Page:Scribe - Théâtre, 8.djvu/35

Le texte de cette page a été corrigé et est conforme au fac-similé.

ALFRED, à Elvina.

Qui ? moi, vous quitter ainsi ! ne plus vous revoir ! puis-je oublier jamais tant de générosité, tant de courage ! non, belle Elvina, je jure de vous consacrer mon existence.

ELVINA.

C’est trop, beaucoup trop pour un simple service. Mais éloignez-vous, je vous en supplie.
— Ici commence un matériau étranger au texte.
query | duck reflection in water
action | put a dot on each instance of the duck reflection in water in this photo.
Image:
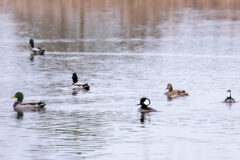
(144, 117)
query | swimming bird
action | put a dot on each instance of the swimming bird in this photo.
(76, 86)
(229, 98)
(35, 50)
(145, 102)
(21, 106)
(173, 93)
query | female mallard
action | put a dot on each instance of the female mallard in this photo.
(172, 92)
(77, 86)
(229, 98)
(145, 102)
(21, 106)
(36, 50)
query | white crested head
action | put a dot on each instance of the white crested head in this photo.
(146, 102)
(229, 94)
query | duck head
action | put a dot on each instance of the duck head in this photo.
(31, 42)
(74, 78)
(169, 87)
(19, 96)
(229, 94)
(86, 87)
(144, 102)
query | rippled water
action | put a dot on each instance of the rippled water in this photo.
(124, 50)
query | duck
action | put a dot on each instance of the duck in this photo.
(229, 98)
(145, 102)
(76, 86)
(21, 106)
(175, 93)
(35, 50)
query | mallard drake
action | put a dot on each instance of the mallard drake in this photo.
(21, 106)
(77, 86)
(145, 102)
(172, 92)
(229, 98)
(35, 50)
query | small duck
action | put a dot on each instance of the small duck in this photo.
(172, 92)
(229, 98)
(21, 106)
(35, 50)
(145, 102)
(76, 86)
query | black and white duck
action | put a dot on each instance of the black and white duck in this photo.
(21, 106)
(229, 98)
(77, 86)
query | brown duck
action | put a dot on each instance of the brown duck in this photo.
(172, 92)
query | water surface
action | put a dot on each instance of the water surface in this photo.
(125, 50)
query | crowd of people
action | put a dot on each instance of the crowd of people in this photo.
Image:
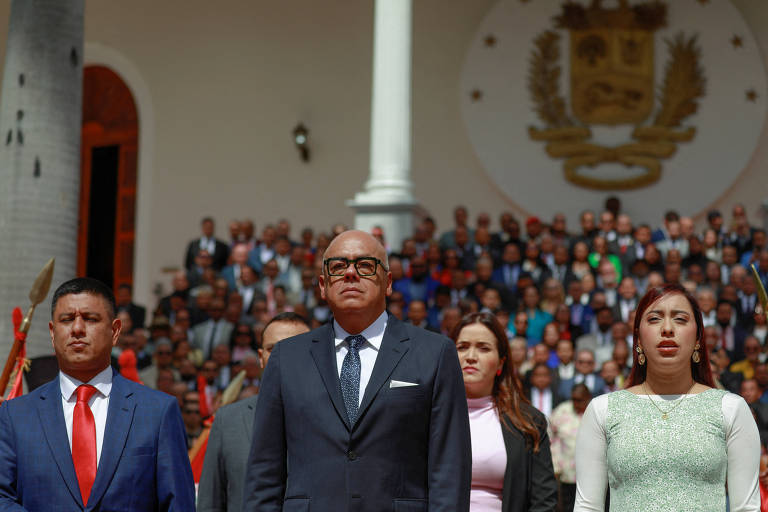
(565, 301)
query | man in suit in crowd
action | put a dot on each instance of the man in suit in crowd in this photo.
(363, 413)
(221, 483)
(90, 439)
(124, 299)
(214, 331)
(218, 250)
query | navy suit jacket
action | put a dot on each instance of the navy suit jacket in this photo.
(143, 465)
(408, 450)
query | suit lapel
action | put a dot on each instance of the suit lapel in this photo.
(52, 419)
(248, 417)
(119, 419)
(393, 347)
(323, 353)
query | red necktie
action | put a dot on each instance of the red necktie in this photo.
(84, 441)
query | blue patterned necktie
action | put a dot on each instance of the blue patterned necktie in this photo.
(350, 376)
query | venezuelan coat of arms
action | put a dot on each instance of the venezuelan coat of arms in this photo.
(612, 83)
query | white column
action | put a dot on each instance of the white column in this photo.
(40, 125)
(387, 198)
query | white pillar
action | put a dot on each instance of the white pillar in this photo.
(387, 198)
(40, 125)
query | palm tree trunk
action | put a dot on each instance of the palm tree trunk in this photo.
(40, 125)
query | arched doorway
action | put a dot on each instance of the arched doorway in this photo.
(108, 178)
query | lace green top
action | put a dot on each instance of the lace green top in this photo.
(657, 464)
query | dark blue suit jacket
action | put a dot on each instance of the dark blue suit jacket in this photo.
(143, 464)
(408, 450)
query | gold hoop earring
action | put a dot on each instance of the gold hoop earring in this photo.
(695, 356)
(640, 355)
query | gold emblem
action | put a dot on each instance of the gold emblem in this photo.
(612, 83)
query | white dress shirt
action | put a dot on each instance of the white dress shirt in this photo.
(373, 334)
(99, 403)
(542, 400)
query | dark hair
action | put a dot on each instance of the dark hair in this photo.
(701, 372)
(85, 285)
(252, 343)
(288, 317)
(581, 387)
(507, 391)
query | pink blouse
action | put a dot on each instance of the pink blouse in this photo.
(489, 456)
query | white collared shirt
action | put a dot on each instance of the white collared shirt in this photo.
(99, 403)
(374, 334)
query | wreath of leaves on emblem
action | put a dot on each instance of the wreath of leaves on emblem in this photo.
(684, 82)
(544, 81)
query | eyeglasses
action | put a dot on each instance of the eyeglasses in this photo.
(365, 266)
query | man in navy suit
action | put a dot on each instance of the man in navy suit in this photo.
(90, 439)
(223, 476)
(364, 413)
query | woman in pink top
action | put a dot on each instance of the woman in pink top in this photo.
(511, 460)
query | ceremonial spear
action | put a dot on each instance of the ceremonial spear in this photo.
(760, 290)
(36, 296)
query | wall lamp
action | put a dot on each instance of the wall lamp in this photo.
(301, 139)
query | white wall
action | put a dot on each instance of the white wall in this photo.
(223, 83)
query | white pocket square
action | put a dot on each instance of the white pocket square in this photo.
(401, 384)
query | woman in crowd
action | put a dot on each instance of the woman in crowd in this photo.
(242, 342)
(580, 266)
(511, 460)
(553, 295)
(670, 440)
(565, 422)
(537, 319)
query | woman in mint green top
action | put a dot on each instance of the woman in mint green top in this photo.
(670, 441)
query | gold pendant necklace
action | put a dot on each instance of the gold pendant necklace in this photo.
(665, 414)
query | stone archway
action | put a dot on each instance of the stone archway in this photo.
(109, 167)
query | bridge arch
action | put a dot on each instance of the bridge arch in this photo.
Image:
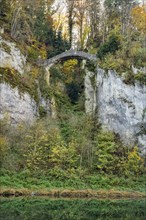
(67, 55)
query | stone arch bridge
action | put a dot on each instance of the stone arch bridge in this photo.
(67, 55)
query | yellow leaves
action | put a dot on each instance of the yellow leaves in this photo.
(3, 144)
(139, 18)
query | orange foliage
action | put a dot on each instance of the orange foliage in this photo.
(139, 18)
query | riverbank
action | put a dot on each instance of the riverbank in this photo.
(67, 193)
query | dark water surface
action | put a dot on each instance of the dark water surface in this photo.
(35, 208)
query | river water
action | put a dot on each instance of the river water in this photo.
(36, 208)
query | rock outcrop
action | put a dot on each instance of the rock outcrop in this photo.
(11, 56)
(121, 107)
(17, 107)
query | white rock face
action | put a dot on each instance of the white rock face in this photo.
(121, 107)
(90, 93)
(14, 59)
(18, 107)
Tout à l’heure, quand il fallait vous délivrer, rien n’aurait pu m’effrayer, et maintenant je ne sais pourquoi je tremble malgré moi. Partez, rejoignez votre régiment ; vous allez à la guerre, vous allez vous battre, vous êtes bien heureux ! servez bien votre prince, votre patrie, et, au milieu de vos succès, pensez quelquefois à ceux à qui vous les devez, c’est tout ce que je vous demande.

(Le baron paraît dans Le fond, les écoute et se rapproche de la grille de son jardin.)
ALFRED.

Ah ! je suis trop coupable ; et, puisqu’il faut vous l’avouer, apprenez que mon esclavage était loin d’être rigoureux, et que, si j’ai cherché à exciter votre pitié, c’était moins pour fuir ma prison, que pour me rapprocher de vous.

ELVINA.

N’importe, partez. (Roulement de tambour dans le château.) Je vous l’ai dit, vous vous perdez.

FRANCK.

Mille bombes ! on donne l’alarme. (Au moment où Alfred, Franck et Elvina veulent s’éloigner, des soldats paraissent dans le fond.)